Date,RegExp,Map,Set,Blob,File,ArrayBuffer, typed arrays.Circular references.
What does not survive the clone:
Functions, classes, DOM nodes, Errors with custom properties.
Anything with prototype methods — only the data survives, not the type.
transferring instead of copying
const buf = new ArrayBuffer(1024 * 1024 * 100);
worker.postMessage({ buf }, [buf]);
// buf.byteLength on the main thread is now 0 — ownership movedTwo-way communication
The same postMessage / onmessage shape works in both directions. For request/response use a correlation id; for streams, just keep posting.
promise-style RPC over postMessage
let nextId = 1;
const pending = new Map();
worker.addEventListener("message", (e) => {
const { id, result, error } = e.data;
const entry = pending.get(id);
if (!entry) return;
pending.delete(id);
error ? entry.reject(new Error(error)) : entry.resolve(result);
});
function call(method, args) {
const id = nextId++;
return new Promise((resolve, reject) => {
pending.set(id, { resolve, reject });
worker.postMessage({ id, method, args });
});
}Module workers and imports
Modern workers are ES modules — pass { type: "module" } to the constructor and you get import / export instead of importScripts.
// inside the worker
import { compute } from "./math.js";
self.addEventListener("message", (e) => {
self.postMessage(compute(e.data));
});Terminating
worker.terminate(); // from the main thread, hard kill self.close(); // inside the worker, graceful shutdown
Real use cases
Heavy compute — image processing, audio analysis, encryption, parsing large JSON / CSV.

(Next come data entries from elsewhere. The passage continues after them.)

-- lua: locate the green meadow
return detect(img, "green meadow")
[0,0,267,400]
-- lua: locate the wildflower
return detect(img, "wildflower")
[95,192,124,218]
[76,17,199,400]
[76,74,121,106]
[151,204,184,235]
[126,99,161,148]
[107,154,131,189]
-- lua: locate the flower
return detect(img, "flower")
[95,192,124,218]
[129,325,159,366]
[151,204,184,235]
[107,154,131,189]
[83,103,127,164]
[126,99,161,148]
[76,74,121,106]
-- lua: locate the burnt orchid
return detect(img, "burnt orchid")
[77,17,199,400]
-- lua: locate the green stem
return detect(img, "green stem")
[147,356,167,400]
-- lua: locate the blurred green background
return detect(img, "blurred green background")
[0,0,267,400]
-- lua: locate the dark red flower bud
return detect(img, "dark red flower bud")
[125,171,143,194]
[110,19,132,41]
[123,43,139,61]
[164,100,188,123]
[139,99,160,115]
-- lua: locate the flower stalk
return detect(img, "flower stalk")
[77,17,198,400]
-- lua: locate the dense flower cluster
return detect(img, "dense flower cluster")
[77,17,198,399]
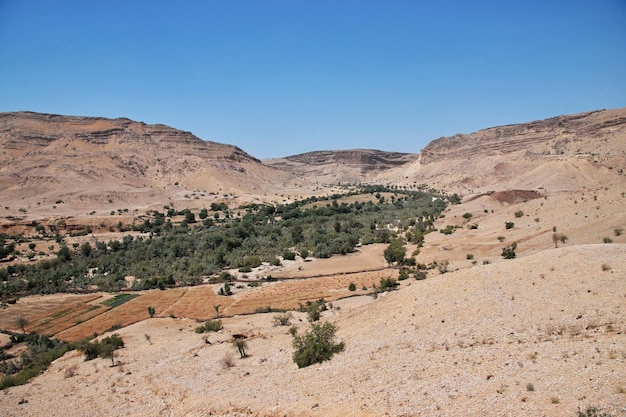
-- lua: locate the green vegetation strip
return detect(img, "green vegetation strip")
[100,294,139,308]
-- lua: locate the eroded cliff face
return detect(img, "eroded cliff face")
[377,108,626,195]
[0,112,293,213]
[421,109,626,164]
[265,149,417,184]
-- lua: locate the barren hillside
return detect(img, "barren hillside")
[264,149,417,184]
[0,244,626,417]
[0,109,626,417]
[377,109,626,195]
[0,112,302,217]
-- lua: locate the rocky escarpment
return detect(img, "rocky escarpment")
[377,108,626,195]
[420,109,626,164]
[265,149,417,183]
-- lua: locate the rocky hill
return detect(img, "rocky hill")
[264,149,417,184]
[0,112,293,219]
[377,108,626,194]
[265,108,626,195]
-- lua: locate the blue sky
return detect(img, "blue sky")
[0,0,626,158]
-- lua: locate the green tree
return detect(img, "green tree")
[384,239,406,264]
[293,322,345,368]
[233,337,248,359]
[15,316,28,333]
[502,242,517,259]
[80,242,93,257]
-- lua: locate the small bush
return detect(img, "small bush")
[293,322,345,368]
[283,250,296,261]
[232,338,248,359]
[79,333,124,364]
[576,407,613,417]
[272,311,293,326]
[378,277,400,292]
[413,270,426,281]
[398,268,410,281]
[196,320,222,333]
[502,242,517,259]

Background sync — keeping a long-running computation alive while the user keeps clicking.
Off-main-thread state — persistence, IndexedDB queries, large in-memory caches.
Library sandboxing — running untrusted code (e.g. a code playground) in isolation.
When NOT to use a worker
Workers help when CPU is the bottleneck. They do not help with I/O — fetch is already non-blocking on the main thread. Splitting trivially fast code into a worker costs more in postMessage overhead than the computation itself. Benchmark before assuming.
Other worker types
Dedicated workers (this page) — one owner, one thread, simple postMessage.
Shared workers — one thread shared between multiple tabs of the same origin. Limited browser support.
Service workers — a different beast: a network proxy that survives across pages and powers offline apps. Covered on its own page.